I have a project which has gathered a massive number of form submissions, around 100k+. Each form has 4 or more images as well. On hard disk, it has taken over 300GB of data, and increasing. The problem now is that this huge amount of data is going beyond the max limits of a lot of resources. I have been increasing server CPU power and memory consistently (on cloud), but it has reached to a point where now tomcat is giving up.

I need advice on following challenges:

How to manage such huge amount of data, going forward? Even when I open aggregate, it takes eternity to open, due to image loading.
Can I offload the saved data somewhere to make space for new incoming data, and make the server lighter? I usually take backup via briefcase. But then again, briefcase only helps me take a backup, and i still need to put the data somewhere to extract it properly (make CSV, visualize on map). Maybe a separate standalone offline aggregate?
Extending point 2 above, is it possible to push the data from briefcase to another aggregate server, which does not have the URL of main project (since primary URL goes to the main server of course!)
Is there any load-balancing mechanism I can put in? At which level (aggregate, tomcat, etc.)? I am using AWS cloud.

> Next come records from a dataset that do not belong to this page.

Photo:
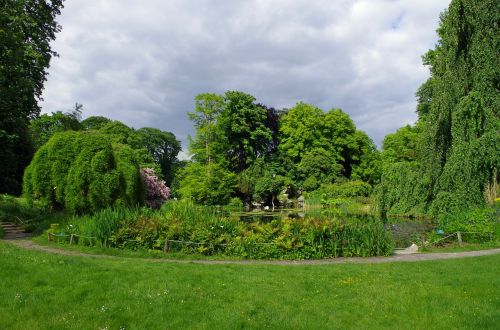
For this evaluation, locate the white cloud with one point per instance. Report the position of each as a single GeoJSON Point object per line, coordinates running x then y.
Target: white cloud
{"type": "Point", "coordinates": [144, 62]}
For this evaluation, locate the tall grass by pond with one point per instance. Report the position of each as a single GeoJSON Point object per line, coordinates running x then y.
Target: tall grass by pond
{"type": "Point", "coordinates": [202, 230]}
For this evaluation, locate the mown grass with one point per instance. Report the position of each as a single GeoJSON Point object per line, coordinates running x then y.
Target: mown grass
{"type": "Point", "coordinates": [43, 291]}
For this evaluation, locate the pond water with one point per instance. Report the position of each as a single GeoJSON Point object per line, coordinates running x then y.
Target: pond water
{"type": "Point", "coordinates": [404, 230]}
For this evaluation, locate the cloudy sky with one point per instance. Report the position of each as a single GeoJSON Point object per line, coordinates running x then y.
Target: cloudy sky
{"type": "Point", "coordinates": [143, 62]}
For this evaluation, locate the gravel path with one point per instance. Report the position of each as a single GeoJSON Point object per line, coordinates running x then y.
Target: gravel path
{"type": "Point", "coordinates": [30, 245]}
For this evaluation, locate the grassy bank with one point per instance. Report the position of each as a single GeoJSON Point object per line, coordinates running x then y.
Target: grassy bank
{"type": "Point", "coordinates": [38, 290]}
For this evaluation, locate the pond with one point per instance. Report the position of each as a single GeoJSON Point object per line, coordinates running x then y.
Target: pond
{"type": "Point", "coordinates": [404, 230]}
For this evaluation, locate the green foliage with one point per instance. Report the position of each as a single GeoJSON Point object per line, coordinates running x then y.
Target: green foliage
{"type": "Point", "coordinates": [45, 126]}
{"type": "Point", "coordinates": [475, 225]}
{"type": "Point", "coordinates": [204, 230]}
{"type": "Point", "coordinates": [325, 146]}
{"type": "Point", "coordinates": [27, 28]}
{"type": "Point", "coordinates": [139, 293]}
{"type": "Point", "coordinates": [243, 125]}
{"type": "Point", "coordinates": [94, 122]}
{"type": "Point", "coordinates": [209, 184]}
{"type": "Point", "coordinates": [118, 131]}
{"type": "Point", "coordinates": [456, 139]}
{"type": "Point", "coordinates": [162, 146]}
{"type": "Point", "coordinates": [235, 204]}
{"type": "Point", "coordinates": [401, 146]}
{"type": "Point", "coordinates": [346, 189]}
{"type": "Point", "coordinates": [83, 172]}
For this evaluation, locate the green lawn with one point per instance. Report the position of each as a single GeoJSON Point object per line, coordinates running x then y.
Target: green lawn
{"type": "Point", "coordinates": [43, 291]}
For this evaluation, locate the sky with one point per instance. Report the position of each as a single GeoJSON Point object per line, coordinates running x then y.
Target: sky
{"type": "Point", "coordinates": [143, 62]}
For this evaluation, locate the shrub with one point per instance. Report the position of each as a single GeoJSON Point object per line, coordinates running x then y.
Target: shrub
{"type": "Point", "coordinates": [204, 230]}
{"type": "Point", "coordinates": [83, 172]}
{"type": "Point", "coordinates": [477, 225]}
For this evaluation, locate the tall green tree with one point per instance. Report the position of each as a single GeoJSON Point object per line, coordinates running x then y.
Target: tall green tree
{"type": "Point", "coordinates": [206, 147]}
{"type": "Point", "coordinates": [26, 29]}
{"type": "Point", "coordinates": [459, 156]}
{"type": "Point", "coordinates": [94, 122]}
{"type": "Point", "coordinates": [325, 146]}
{"type": "Point", "coordinates": [243, 124]}
{"type": "Point", "coordinates": [162, 146]}
{"type": "Point", "coordinates": [45, 126]}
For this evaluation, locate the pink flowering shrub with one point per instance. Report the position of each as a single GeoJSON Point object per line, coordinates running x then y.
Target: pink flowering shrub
{"type": "Point", "coordinates": [157, 192]}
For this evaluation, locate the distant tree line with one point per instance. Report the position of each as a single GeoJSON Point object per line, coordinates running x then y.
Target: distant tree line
{"type": "Point", "coordinates": [247, 150]}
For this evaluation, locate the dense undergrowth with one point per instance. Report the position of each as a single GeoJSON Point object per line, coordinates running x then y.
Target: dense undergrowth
{"type": "Point", "coordinates": [203, 230]}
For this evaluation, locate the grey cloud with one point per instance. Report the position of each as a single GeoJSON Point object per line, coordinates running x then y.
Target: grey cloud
{"type": "Point", "coordinates": [143, 63]}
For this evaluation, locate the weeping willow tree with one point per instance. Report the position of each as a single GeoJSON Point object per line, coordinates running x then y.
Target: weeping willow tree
{"type": "Point", "coordinates": [459, 121]}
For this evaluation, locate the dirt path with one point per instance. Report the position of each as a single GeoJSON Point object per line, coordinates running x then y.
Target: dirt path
{"type": "Point", "coordinates": [30, 245]}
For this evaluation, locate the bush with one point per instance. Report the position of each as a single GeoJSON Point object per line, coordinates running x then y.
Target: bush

And the final question: Can ODK central help in any such scenario or massive data handling? I have been delaying learning ODK central for some time now, but if it is the way forward, then now is the time for me to do it.

Many thanks!
Saad

LN · March 25, 2020, 9:40pm

Hi @Saad and thanks for jumping in to offer support to others. I'd certainly love to learn more about your project in the Showcase when you have a moment.

Roughly how big is each image that is collected? Are you familiar with the max-pixel attribute that makes it possible to force a scale-down of images as they are taken? Most devices today take huge pictures which is great when they need to be printed but is unnecessary in most data-collection contexts. Collect also has a corresponding setting that can be changed without needing to deploy a form update.

Yes, it is possible to use Briefcase to push data to another Aggregate server, either locally or at another URL. If the documentation isn't enough to help you do that, please start a new topic. I also see you are concerned about subsequent analysis when trying to decide which direction to go in. Can you describe your analysis pipeline?

I don't have experience with how to identify the layer to target but @yanokwa may have suggestions.

Yes. Central does minimal processing of submissions as they come in which ensures it can handle a lot of data coming in at the same time with minimal resource usage. It only shows a subset of submission data on the website and does not load all images so that view also remains fast even with large datasets. We recommend doing analysis through the OData feed which is live-updating and should also remain fast. Here again, describing your desired analysis would help us guide you towards a good solution.

One thing you could do is set up Central locally and use Briefcase to push your dataset to it to try it out.